I noticed the problem increases the closer we get to the vertical axis, so i used that instead a damping constant.
It's pretty good now, even in a hard case like this, it nicely converges:

Though, to make the printed error zero, i'd need 42 iterations. It would need more work to map the error better.
So it surely is no great solution, but i found no cases where it does not work.

My improvement form before turned out a case of ‘make it seemingly better by making it actually worse’.
I'll completely replace the code from upper post - too much changes to mention them all.

I could not accept a working but slow solution.

Now it's really good, and i can recommend using it. I think 4 iterations are enough in any case, which was may goal. :D

Instead projecting to ellipse tangent line, i constructed a inner circle at the intersection of ellipse normal and up vector. It's neat. No magic constants, no damping, no thresholds.

I'm happy, and guess it's not much worse than Eberlys maybe, which i still should take a look at now…

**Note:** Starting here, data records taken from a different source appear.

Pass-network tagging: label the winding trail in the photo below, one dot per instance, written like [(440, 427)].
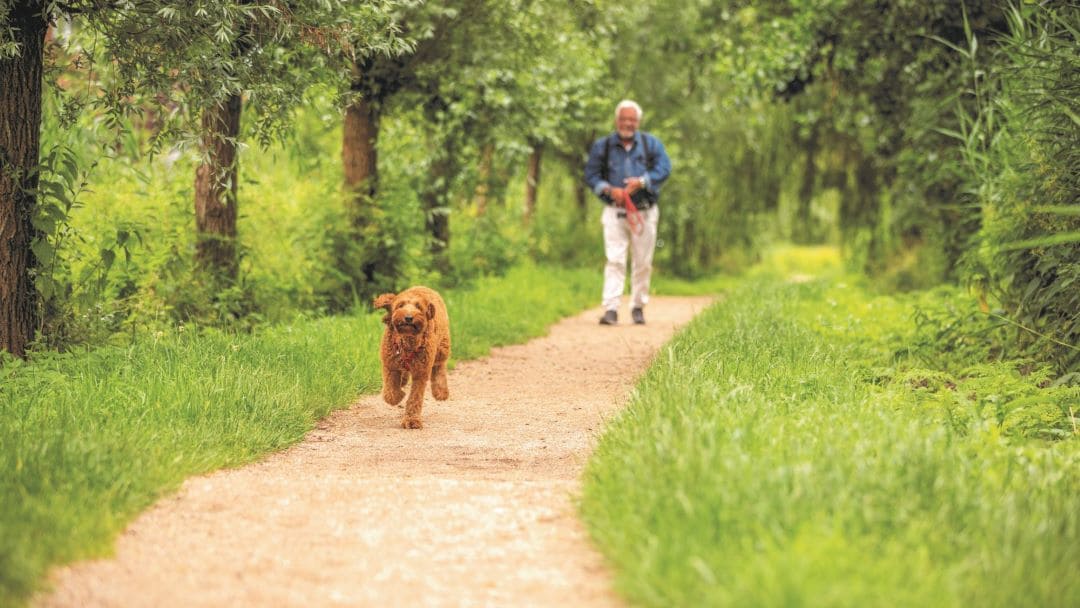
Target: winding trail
[(474, 510)]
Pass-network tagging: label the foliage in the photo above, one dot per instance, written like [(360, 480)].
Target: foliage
[(794, 458), (90, 438), (1021, 149)]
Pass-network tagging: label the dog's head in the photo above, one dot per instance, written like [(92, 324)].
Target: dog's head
[(406, 312)]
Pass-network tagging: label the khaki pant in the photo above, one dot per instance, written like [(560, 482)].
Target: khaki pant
[(618, 239)]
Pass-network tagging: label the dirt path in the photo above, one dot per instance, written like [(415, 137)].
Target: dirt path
[(474, 510)]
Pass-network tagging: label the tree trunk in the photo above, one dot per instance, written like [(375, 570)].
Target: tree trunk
[(216, 190), (804, 229), (484, 179), (436, 202), (360, 152), (19, 148), (531, 181)]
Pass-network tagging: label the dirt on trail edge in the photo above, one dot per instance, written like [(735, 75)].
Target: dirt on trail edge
[(476, 509)]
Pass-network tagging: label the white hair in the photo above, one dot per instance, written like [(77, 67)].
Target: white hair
[(629, 104)]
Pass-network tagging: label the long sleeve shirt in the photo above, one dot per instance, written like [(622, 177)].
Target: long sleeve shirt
[(622, 164)]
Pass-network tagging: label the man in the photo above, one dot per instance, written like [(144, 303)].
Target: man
[(628, 163)]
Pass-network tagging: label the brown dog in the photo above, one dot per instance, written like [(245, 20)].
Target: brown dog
[(416, 345)]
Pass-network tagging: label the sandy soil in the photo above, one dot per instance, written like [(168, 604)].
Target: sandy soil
[(474, 510)]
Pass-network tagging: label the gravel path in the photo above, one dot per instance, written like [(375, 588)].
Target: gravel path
[(474, 510)]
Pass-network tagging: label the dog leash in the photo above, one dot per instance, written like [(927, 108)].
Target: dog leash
[(406, 355), (633, 216)]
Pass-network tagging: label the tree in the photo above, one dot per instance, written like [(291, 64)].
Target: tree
[(197, 55), (21, 70)]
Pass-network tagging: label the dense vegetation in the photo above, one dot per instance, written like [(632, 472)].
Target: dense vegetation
[(935, 142), (806, 444), (89, 441)]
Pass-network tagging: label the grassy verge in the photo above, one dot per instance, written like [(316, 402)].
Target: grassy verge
[(88, 441), (781, 453)]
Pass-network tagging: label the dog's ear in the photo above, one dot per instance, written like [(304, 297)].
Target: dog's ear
[(386, 300)]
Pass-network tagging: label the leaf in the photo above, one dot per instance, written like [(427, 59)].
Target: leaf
[(108, 256), (43, 252)]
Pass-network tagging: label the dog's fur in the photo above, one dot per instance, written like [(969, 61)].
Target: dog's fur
[(416, 345)]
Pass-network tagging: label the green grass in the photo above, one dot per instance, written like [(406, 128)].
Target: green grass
[(90, 440), (777, 454)]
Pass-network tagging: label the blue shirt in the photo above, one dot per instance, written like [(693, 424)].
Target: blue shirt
[(624, 163)]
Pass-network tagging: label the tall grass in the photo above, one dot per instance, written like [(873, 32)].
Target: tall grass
[(774, 455), (89, 440)]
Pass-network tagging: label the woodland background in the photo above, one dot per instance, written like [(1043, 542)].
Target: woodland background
[(243, 162)]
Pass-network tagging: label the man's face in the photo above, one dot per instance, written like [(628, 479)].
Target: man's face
[(625, 123)]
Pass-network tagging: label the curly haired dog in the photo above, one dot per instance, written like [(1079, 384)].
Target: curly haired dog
[(416, 345)]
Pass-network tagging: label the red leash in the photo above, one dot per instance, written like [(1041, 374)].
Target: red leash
[(633, 216)]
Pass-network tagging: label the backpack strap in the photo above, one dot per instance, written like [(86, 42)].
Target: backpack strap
[(650, 161)]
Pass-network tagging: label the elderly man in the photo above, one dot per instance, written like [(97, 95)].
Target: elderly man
[(625, 170)]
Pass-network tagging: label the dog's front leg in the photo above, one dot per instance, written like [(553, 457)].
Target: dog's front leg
[(392, 380), (415, 403)]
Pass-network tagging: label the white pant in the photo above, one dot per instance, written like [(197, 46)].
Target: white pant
[(618, 239)]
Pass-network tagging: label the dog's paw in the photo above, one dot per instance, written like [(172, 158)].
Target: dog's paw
[(392, 395)]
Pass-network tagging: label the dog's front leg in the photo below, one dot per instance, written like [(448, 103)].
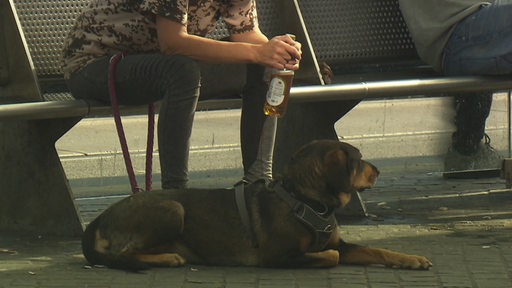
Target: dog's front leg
[(322, 259), (360, 255)]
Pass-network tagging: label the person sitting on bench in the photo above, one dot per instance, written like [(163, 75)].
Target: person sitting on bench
[(163, 40), (465, 37)]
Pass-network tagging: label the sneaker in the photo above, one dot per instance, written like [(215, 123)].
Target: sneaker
[(485, 158)]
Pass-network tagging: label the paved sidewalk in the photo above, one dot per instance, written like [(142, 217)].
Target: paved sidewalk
[(463, 226)]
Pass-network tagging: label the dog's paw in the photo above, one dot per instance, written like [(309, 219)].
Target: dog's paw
[(173, 260), (326, 72), (413, 262)]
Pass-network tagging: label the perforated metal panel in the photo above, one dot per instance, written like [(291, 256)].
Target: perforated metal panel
[(362, 30), (45, 24), (341, 30)]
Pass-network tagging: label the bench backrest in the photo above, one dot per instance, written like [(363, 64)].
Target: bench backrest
[(347, 34)]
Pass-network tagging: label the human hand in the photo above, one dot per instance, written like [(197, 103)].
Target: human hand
[(281, 52)]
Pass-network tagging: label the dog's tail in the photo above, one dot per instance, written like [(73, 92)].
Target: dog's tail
[(95, 257)]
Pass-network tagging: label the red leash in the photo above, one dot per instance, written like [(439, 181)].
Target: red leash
[(120, 131)]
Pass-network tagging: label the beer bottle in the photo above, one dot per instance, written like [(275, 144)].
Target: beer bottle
[(278, 91)]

Eberlys paper has even code.
And the code looks faster than mine, i'd guess something like 5-10x faster.
But he also states, for floats, his maximum iteration count is 149.

So i did this for a comparison, of which i don't know how fair it is:

					float move = vec2(ellipsePoint - oldEllipsePoint).Length(); // travelled distance withi current iteration
					ImGui::TextColored(ImVec4(R,G,B,1), "move %f", move);
					if (move < std::numeric_limits<float>::epsilon())
						break;				

It shows i need only 6 iterations in difficult cases to reach precision limits.

Thus i may even win over Eberlys method? How cool is that?

Or just Blasphemy? I'd reference him. He was here, but can't find his username.

Thaumaturge said:
If (and as far as) I understand your method correctly, it does seem pretty good, and should produce good results, I imagine!

This is how it works:

You can model an ellipse with circles along it's major axis.
So i get an approximate close point, construct the circle touching that point, calculate exact closest point on the circle, project it to the ellipse and proceed.
The projection errors reduce quickly, so it's fast, and i don't see any failure cases. (Though i have not worked out special cases causing divisions by zero, for example)

Problem with the former method of projecting the query point to the tangent was that this projection was often far away from the current guess on the ellipse, causing oscillations.
With the circles this can't happen because they are not infinite, opposed to a tangent.

Eberlys method surely is more elegant, as he probably constructs a equation to minimize distance, then working on just that ignoring geometry. The iterations are just 5 lines of code of root finding without a need to access memory.
And i guess it works well with much less than 150 iterations, so i really don't know which is faster. Accuracy is probably the same.